The second order complaint is distinctly partisan, and from a left-wing perspective more worrisome: that having been deprived of any direct say over matters that would usually be the subject of political discourse and division, we have had imposed upon us a free-market ideology from which we are not at liberty to depart.
Though the preference for free-market ideology has been evident, in particular in judgements of the ECJ, since the early days of the EEC, the abandonment of the façade of ideological neutrality came during the 1980s. During this period we saw the entrenchment of a consensus that arose in the 1980s, when almost every Minister in the Council was drawn from the centre right. This consensus led to both the Single European Act and the Treaty of Maastricht. Unlike in domestic politics, that ideological choice cannot be undone by a majority, even a relatively sizable one. A similar uniformity of ideology as was evident in the 1980s would be necessary before a reversal of this ideological choice became possible, let alone likely.
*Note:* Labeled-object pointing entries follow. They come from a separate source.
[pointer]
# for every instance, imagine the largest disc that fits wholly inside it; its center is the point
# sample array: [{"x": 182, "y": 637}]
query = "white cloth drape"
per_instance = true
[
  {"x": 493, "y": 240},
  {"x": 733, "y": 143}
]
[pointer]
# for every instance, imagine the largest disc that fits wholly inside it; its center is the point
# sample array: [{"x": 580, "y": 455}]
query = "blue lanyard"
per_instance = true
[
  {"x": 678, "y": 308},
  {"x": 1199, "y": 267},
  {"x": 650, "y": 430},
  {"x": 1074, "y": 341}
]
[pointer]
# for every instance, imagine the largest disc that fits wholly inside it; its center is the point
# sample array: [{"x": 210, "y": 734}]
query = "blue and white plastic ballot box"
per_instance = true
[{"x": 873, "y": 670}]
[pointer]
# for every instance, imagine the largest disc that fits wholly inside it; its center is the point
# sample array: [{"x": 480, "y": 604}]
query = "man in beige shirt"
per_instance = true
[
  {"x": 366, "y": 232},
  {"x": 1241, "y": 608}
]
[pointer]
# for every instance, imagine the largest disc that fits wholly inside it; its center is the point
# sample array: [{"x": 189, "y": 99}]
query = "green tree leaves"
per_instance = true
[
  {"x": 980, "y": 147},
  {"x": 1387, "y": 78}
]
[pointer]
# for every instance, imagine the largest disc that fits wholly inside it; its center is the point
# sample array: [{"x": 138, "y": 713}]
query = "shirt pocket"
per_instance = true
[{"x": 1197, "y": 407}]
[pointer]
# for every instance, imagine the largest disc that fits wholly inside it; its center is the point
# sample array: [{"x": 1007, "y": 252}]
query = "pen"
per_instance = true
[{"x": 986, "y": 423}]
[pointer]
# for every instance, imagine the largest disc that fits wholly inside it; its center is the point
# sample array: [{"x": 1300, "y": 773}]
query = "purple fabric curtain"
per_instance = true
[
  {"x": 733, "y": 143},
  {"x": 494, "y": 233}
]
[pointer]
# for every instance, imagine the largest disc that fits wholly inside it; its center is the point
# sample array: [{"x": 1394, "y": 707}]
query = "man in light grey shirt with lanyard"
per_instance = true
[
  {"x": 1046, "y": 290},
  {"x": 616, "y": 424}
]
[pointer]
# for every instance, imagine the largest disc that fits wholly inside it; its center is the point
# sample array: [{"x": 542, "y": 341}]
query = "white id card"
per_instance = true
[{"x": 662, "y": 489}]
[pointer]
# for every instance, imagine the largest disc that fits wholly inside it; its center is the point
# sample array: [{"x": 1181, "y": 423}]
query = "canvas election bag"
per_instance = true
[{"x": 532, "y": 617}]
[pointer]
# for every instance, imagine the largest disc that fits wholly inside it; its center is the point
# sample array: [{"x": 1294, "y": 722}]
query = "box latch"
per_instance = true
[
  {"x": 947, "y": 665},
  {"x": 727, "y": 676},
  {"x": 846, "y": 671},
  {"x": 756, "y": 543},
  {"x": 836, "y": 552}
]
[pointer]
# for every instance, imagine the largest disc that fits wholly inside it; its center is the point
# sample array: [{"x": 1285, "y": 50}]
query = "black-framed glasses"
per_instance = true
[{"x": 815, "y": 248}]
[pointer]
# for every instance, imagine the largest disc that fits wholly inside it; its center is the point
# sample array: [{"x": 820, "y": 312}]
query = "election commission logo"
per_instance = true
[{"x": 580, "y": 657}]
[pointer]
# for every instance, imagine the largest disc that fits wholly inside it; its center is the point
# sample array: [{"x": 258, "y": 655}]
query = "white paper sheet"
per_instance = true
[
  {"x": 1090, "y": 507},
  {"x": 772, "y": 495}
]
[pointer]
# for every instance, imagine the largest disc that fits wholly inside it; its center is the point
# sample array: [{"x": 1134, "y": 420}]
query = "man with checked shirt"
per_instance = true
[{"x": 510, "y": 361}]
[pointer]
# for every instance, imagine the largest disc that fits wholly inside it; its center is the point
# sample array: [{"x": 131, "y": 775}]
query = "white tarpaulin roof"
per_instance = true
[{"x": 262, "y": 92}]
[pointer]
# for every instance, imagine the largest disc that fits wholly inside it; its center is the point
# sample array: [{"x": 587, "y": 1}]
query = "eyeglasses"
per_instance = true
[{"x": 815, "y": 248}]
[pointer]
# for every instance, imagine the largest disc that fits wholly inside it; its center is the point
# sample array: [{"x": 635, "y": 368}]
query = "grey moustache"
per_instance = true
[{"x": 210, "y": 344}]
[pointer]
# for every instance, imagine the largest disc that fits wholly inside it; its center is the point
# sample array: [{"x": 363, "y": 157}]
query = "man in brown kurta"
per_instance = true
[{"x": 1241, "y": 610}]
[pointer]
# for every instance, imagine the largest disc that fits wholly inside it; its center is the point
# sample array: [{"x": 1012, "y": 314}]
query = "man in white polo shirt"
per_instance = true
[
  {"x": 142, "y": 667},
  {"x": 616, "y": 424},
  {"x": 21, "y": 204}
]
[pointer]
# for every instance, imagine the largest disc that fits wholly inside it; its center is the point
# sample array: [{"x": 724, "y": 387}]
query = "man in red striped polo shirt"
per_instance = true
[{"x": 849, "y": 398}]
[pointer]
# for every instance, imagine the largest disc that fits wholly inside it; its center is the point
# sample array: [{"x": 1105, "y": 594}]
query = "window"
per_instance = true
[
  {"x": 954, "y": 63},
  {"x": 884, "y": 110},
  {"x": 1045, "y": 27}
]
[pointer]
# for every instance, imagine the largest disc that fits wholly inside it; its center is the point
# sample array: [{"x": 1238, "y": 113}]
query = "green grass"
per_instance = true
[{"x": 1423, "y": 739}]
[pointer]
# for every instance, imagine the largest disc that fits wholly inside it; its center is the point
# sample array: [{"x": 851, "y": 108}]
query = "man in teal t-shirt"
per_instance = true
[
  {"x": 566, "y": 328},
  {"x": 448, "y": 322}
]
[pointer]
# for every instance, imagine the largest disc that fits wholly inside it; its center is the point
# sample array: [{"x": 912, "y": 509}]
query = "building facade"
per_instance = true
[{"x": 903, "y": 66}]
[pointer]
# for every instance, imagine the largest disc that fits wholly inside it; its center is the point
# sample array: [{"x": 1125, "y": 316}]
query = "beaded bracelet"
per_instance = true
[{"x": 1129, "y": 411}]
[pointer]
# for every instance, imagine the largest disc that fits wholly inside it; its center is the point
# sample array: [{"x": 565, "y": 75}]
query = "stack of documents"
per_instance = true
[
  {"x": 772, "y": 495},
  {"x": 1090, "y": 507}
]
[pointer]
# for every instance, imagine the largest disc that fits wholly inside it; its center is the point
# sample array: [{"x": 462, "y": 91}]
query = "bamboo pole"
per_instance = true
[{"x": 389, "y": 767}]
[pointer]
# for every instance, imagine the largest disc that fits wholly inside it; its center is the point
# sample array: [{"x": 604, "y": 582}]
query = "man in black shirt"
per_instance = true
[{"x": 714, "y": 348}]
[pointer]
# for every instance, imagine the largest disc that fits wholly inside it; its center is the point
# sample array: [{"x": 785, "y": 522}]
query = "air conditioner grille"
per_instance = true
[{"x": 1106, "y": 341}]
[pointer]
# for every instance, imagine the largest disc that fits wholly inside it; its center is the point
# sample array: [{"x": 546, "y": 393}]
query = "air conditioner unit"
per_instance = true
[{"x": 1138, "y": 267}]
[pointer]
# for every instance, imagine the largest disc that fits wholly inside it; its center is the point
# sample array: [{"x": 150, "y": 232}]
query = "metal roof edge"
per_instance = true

Such uniformity becomes less and less likely as more and more states are represented at the Council.
It is surprising, therefore, that so many on the Conservative benches are so antagonistic towards the European Union, relative to those on the Labour benches. If Conservatives don’t like that their political autonomy over the ideological direction of the country has been stripped away, they can at least console themselves with the fact that the levers of power of which they have been deprived are nonetheless being pulled in a manner that is, for the most part, to their pleasing. For example, John Major’s government actually quite liked the EU’s deficit-limitation rules because they represented the entrenchment of “good conservative values”. Arguably, John Major is the most successful Conservative Prime Minister in British history because he succeeded in entrenching conservative ideology in the British Constitution in a manner that no other politician in the history of the Kingdom had ever achieved.
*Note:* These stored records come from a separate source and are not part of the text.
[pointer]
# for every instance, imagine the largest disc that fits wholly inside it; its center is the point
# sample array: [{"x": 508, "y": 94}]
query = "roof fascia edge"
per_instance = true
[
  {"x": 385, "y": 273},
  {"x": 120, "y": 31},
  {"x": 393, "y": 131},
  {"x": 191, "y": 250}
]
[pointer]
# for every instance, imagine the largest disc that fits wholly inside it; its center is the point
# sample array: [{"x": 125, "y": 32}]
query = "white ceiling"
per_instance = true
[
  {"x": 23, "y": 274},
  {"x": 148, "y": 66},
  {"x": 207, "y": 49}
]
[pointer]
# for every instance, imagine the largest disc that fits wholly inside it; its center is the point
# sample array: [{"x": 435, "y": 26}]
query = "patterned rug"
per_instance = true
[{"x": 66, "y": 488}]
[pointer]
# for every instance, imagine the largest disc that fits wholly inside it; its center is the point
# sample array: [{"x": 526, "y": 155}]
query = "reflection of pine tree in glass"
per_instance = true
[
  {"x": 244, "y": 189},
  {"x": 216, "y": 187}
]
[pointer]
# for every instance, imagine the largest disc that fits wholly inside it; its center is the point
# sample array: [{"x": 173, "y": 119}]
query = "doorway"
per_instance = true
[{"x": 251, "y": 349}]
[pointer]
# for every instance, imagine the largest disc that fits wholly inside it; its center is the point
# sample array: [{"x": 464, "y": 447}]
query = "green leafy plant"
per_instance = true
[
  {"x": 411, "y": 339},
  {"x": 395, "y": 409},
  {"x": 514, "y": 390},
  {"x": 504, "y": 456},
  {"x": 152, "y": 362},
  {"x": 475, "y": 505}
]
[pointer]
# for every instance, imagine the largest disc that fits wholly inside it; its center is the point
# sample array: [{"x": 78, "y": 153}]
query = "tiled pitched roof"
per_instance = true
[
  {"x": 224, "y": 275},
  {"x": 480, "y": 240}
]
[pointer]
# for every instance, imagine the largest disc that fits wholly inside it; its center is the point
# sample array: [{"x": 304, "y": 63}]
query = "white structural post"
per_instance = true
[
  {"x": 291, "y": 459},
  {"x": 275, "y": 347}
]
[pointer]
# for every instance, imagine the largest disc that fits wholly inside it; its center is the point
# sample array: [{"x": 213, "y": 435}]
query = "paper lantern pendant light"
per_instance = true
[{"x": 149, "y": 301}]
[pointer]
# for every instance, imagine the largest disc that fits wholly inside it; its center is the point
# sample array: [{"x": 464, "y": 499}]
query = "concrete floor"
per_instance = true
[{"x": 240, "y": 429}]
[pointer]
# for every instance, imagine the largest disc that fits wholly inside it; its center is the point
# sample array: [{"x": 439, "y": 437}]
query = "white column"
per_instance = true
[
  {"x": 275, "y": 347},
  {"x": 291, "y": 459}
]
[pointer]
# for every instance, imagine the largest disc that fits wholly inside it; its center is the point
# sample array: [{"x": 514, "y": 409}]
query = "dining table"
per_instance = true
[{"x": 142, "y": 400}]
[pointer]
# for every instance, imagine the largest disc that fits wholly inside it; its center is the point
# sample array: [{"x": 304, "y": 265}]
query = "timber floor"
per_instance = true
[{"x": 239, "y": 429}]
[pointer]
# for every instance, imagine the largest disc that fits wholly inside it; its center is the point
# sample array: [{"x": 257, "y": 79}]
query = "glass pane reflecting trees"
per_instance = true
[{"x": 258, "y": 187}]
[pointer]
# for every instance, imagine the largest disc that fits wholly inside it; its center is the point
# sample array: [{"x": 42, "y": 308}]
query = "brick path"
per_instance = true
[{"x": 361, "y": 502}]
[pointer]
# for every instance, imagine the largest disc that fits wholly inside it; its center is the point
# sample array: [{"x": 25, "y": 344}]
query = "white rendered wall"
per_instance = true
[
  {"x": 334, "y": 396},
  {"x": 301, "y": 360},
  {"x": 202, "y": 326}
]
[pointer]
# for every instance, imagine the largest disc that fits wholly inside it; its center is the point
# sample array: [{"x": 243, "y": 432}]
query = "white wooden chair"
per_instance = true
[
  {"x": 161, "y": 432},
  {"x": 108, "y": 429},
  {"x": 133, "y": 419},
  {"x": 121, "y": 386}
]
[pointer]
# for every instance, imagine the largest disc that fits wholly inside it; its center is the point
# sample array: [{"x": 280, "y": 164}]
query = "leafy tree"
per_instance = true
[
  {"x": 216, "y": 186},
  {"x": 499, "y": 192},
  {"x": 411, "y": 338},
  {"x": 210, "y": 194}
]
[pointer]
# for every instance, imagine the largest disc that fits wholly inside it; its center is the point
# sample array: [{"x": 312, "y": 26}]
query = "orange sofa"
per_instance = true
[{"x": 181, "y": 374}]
By contrast, the more elitist elements of the left are quite at peace with not pulling the levers of power themselves provided that they are being pulled in a manner of their pleasing (the internationalisation of human rights is a good example thereof). But in EU Member States control over the levers of power has been surrendered and that power is being exercised in a decidedly right-wing manner. It is astonishing, therefore, that the Labour Party should be the strident defenders of the European Union, while it is the Conservatives who are amongst its harshest critics. The Labour Party has convinced itself that the European Union can be a vehicle for left-wing ideology when sixty years of evidence has shown that the opposite is, in fact, the case.
So my objection to the EU is not rooted in some intrinsic objection to the internationalisation of exercise of political power. My objection is that the internationalisation of that political power has been to entrench a conservative ideology to which I am fundamentally opposed, and to prohibit the governments of Member States from acting in any manner that departs from that ideology.